Dwie oskarżone to Joanna i Danuta B. - córka i była żona znanego polskiego muzyka rockowego. Od 2000 roku prowadziły one "agencję modelek", która w 2006 roku wpadła w kłopoty finansowe. Wtedy kobiety wpadły na pomysł, żeby stręczyć dziewczyny bogatym biznesmenom. Jak informuje Gazeta Wyborcza, za każde takie spotkanie inkasowały kilkaset złotych, modelka - co najmniej tysiąc.
Jednak, jak się dowiadujemy, największe sumy Joanna B. zarabiała na dostarczaniu kobiet "znanemu polskiemu piosenkarzowi".
Zeznał, że przez kilka lat umówiła go z co najmniej setką dziewczyn, za co zapłacił jej w sumie kilkadziesiąt tysięcy złotych - relacjonuje GW. Dziewczyny dostawały od niego od 1,5 tysiąca do 2 tysięcy złotych za godzinę.

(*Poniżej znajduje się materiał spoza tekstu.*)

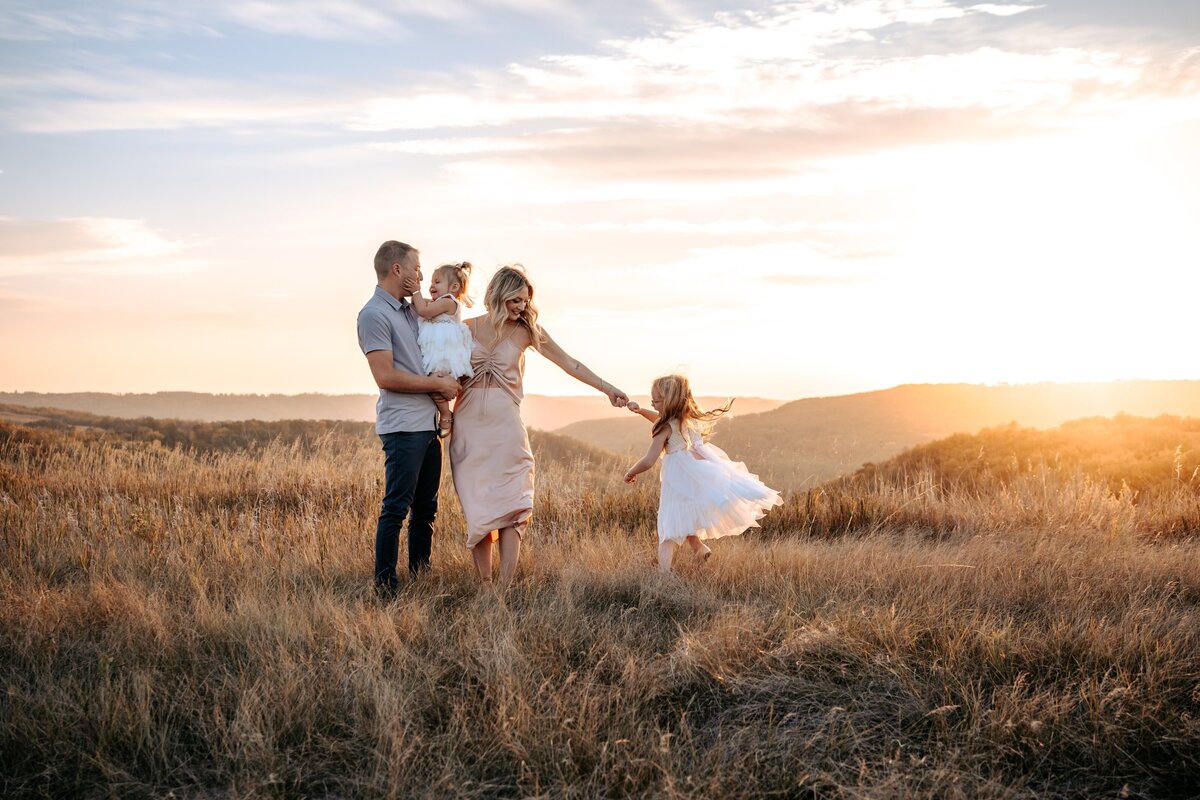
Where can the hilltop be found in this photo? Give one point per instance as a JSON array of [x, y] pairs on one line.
[[196, 620], [543, 411], [807, 441], [1125, 452]]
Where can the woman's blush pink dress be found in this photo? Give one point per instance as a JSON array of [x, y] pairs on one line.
[[490, 452]]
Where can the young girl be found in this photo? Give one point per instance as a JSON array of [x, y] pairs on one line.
[[705, 494], [444, 340]]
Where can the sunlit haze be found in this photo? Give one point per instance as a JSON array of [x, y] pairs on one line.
[[781, 199]]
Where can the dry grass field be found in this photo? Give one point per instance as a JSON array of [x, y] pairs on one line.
[[197, 623]]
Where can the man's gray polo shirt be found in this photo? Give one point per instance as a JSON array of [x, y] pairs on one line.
[[390, 324]]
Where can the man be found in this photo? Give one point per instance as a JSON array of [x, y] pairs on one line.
[[406, 417]]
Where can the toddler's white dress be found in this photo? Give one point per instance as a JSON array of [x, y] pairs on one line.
[[445, 343], [705, 493]]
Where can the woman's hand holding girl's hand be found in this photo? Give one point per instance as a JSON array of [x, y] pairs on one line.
[[617, 397]]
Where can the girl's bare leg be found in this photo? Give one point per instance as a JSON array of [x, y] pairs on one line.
[[445, 419], [510, 553], [483, 555], [666, 551]]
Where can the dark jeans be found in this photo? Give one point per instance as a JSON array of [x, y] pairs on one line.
[[413, 470]]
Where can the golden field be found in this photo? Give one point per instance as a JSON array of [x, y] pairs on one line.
[[195, 619]]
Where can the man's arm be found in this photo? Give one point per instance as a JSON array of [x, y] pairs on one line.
[[399, 380]]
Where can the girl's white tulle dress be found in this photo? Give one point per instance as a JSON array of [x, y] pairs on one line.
[[445, 343], [705, 493]]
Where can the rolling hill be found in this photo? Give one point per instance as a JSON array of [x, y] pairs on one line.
[[808, 441], [543, 411]]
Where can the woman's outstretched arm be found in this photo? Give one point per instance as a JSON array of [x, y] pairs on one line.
[[575, 368]]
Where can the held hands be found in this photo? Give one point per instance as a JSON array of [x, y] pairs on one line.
[[617, 397]]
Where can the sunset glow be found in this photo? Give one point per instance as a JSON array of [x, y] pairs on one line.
[[781, 199]]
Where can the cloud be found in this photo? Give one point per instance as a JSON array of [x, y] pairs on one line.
[[89, 245], [315, 19]]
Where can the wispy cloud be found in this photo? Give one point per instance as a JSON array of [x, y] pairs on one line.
[[91, 246]]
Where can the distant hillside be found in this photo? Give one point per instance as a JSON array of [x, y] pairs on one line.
[[811, 440], [241, 434], [543, 411], [1141, 453]]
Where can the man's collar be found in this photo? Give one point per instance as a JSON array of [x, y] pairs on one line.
[[391, 301]]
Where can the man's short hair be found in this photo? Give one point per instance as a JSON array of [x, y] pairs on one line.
[[391, 252]]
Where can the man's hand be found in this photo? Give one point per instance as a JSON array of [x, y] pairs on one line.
[[448, 388]]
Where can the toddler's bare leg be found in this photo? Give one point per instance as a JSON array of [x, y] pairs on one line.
[[445, 419], [666, 551], [699, 547]]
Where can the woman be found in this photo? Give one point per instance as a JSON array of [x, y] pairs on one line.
[[490, 451]]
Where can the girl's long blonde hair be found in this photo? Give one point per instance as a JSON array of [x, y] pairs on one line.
[[678, 404], [504, 286]]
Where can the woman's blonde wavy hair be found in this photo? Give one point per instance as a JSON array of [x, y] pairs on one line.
[[678, 404], [504, 286]]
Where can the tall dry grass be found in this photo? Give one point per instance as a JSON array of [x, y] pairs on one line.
[[201, 625]]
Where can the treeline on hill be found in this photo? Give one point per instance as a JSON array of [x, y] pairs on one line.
[[18, 423], [187, 434], [1125, 452]]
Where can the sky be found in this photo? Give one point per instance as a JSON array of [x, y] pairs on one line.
[[780, 199]]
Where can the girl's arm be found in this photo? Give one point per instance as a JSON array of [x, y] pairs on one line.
[[657, 444], [431, 308], [646, 413], [575, 368]]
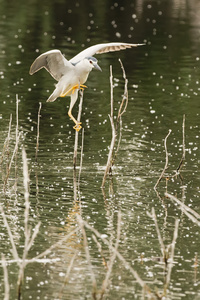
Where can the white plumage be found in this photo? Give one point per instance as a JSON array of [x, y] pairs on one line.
[[72, 74]]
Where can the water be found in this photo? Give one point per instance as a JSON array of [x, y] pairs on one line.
[[163, 85]]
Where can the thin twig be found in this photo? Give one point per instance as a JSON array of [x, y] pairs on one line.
[[7, 140], [27, 231], [67, 274], [100, 251], [170, 265], [190, 213], [121, 111], [11, 161], [81, 159], [183, 146], [112, 144], [153, 216], [76, 133], [87, 254], [112, 259], [38, 132], [14, 249], [123, 260], [60, 242], [6, 281], [166, 160]]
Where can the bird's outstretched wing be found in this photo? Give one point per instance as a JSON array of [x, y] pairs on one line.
[[53, 61], [102, 48]]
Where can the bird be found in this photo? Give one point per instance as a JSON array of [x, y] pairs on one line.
[[72, 74]]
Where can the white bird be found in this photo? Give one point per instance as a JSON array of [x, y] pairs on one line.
[[72, 74]]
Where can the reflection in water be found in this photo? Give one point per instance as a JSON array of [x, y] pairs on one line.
[[163, 83]]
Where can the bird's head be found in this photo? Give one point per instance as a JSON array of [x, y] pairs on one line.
[[92, 62]]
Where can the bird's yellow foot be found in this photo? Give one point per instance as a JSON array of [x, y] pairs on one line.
[[77, 127], [81, 87]]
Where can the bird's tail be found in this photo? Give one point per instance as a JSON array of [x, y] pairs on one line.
[[56, 93]]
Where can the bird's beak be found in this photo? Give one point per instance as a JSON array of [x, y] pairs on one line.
[[96, 66]]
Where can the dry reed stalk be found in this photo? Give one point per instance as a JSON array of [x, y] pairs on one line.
[[27, 231], [67, 274], [81, 159], [59, 243], [166, 160], [122, 109], [162, 246], [121, 258], [7, 140], [113, 257], [38, 132], [114, 127], [170, 264], [183, 145], [189, 212], [11, 161], [87, 254], [76, 133], [6, 281], [112, 144], [14, 249], [100, 251]]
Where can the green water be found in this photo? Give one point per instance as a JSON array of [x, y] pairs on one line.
[[163, 84]]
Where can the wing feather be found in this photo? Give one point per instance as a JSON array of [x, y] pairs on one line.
[[54, 62], [102, 48]]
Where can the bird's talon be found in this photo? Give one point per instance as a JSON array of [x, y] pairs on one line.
[[77, 127]]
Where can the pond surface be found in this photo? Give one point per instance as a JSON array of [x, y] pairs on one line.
[[163, 86]]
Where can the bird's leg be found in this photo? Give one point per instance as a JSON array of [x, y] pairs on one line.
[[75, 87], [74, 96], [78, 126]]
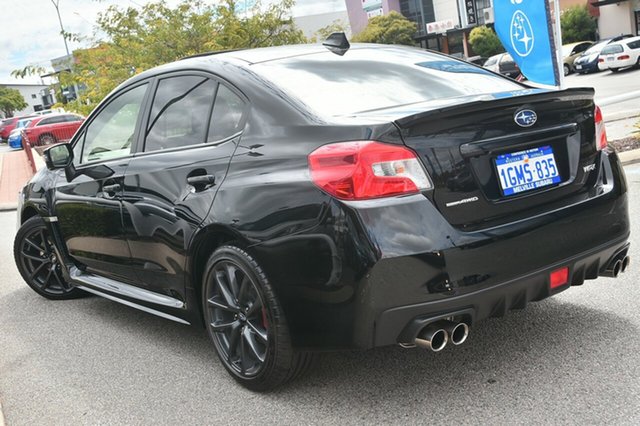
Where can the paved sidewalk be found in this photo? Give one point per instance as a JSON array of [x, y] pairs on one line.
[[15, 171]]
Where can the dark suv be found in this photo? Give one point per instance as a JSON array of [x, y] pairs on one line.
[[300, 198]]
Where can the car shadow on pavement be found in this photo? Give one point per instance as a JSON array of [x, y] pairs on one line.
[[530, 355]]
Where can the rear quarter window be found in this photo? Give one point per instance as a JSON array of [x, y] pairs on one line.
[[634, 44]]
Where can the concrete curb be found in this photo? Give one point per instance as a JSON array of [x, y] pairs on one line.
[[5, 207], [2, 422]]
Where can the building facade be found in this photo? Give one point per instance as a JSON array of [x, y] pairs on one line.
[[442, 25], [37, 96], [618, 17], [360, 11]]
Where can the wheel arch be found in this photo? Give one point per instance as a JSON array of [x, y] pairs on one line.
[[203, 244], [27, 213]]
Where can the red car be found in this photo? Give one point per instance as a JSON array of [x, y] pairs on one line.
[[8, 124], [52, 128]]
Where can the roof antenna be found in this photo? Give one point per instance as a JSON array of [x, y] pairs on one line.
[[337, 43]]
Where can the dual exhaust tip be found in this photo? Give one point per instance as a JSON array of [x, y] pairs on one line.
[[617, 265], [436, 336]]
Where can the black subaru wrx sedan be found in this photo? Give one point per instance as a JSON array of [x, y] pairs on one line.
[[305, 198]]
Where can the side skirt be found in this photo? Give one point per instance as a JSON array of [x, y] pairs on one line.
[[99, 285]]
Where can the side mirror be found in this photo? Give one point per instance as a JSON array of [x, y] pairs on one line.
[[59, 156]]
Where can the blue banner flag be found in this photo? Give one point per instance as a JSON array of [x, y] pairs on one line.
[[525, 30]]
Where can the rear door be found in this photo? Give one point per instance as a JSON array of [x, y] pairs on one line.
[[170, 185], [89, 207]]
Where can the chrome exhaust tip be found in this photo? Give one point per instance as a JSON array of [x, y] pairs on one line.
[[625, 263], [458, 331], [432, 337], [617, 266], [613, 269]]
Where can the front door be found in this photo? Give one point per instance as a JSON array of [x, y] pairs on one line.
[[170, 187], [89, 207]]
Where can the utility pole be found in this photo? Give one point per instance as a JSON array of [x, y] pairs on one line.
[[56, 4]]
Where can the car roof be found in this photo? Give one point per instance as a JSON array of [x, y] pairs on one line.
[[38, 118]]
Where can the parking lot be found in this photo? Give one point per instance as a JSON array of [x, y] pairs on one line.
[[574, 359]]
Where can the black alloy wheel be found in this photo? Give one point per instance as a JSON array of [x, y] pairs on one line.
[[246, 322], [38, 262]]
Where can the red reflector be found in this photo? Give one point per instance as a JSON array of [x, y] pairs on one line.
[[559, 278]]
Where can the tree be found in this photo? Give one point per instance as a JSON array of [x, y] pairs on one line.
[[485, 42], [136, 39], [10, 101], [388, 29], [337, 26], [577, 25]]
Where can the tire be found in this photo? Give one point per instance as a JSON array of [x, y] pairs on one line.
[[38, 264], [246, 323], [47, 139]]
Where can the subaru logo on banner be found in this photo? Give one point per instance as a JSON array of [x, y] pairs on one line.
[[524, 28]]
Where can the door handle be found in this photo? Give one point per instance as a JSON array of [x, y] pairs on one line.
[[204, 180], [110, 190]]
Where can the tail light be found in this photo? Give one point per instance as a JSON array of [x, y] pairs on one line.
[[365, 170], [601, 133]]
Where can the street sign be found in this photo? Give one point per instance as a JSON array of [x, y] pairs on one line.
[[471, 12], [440, 27]]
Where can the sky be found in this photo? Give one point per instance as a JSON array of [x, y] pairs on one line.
[[30, 32]]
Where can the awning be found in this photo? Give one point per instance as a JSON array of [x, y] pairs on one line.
[[606, 2]]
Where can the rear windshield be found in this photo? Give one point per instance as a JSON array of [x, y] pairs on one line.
[[596, 48], [612, 48], [376, 78]]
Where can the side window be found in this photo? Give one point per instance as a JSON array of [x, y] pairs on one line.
[[111, 132], [582, 47], [180, 112], [226, 119]]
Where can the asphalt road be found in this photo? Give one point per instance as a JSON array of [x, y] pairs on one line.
[[609, 85], [572, 359]]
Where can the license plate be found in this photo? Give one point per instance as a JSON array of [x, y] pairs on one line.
[[527, 170]]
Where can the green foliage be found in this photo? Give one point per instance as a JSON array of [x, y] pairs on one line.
[[11, 100], [136, 39], [337, 26], [577, 25], [485, 42], [388, 29]]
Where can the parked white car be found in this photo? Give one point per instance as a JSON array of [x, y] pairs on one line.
[[622, 54]]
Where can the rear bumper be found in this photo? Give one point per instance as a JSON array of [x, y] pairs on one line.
[[402, 324]]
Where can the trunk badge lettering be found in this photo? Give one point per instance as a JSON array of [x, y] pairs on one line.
[[525, 118], [465, 201]]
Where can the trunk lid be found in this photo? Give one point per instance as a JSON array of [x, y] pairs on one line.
[[465, 147]]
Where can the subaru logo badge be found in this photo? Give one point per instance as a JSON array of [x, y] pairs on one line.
[[525, 118]]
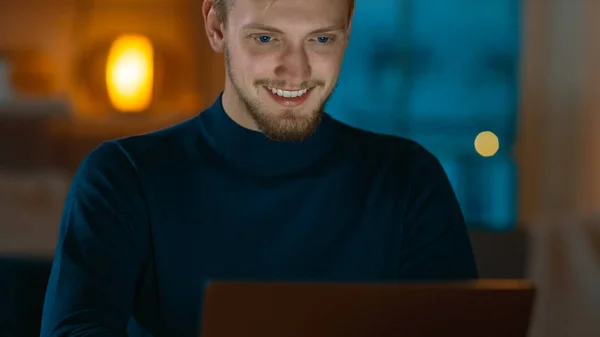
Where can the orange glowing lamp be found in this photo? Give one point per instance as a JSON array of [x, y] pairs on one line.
[[130, 73]]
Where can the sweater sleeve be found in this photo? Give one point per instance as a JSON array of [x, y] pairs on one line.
[[435, 240], [101, 250]]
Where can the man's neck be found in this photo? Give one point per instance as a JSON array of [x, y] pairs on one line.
[[236, 109]]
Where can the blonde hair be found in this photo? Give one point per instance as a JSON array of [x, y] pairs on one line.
[[222, 6]]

Przypomnijmy, że to nie pierwsza sprawa Joanny B. W 2004 roku została skazana za spowodowanie wypadku pod wpływem alkoholu. Dostała wtedy karę sześciu miesięcy więzienia w zawieszeniu. W 2009 roku media donosiły o jej udziale w szajce stręczycieli. Jak widać, biznes nieźle się od tego czasu rozwinął.
Gratulujemy mamie, tacie i całej rodzinie.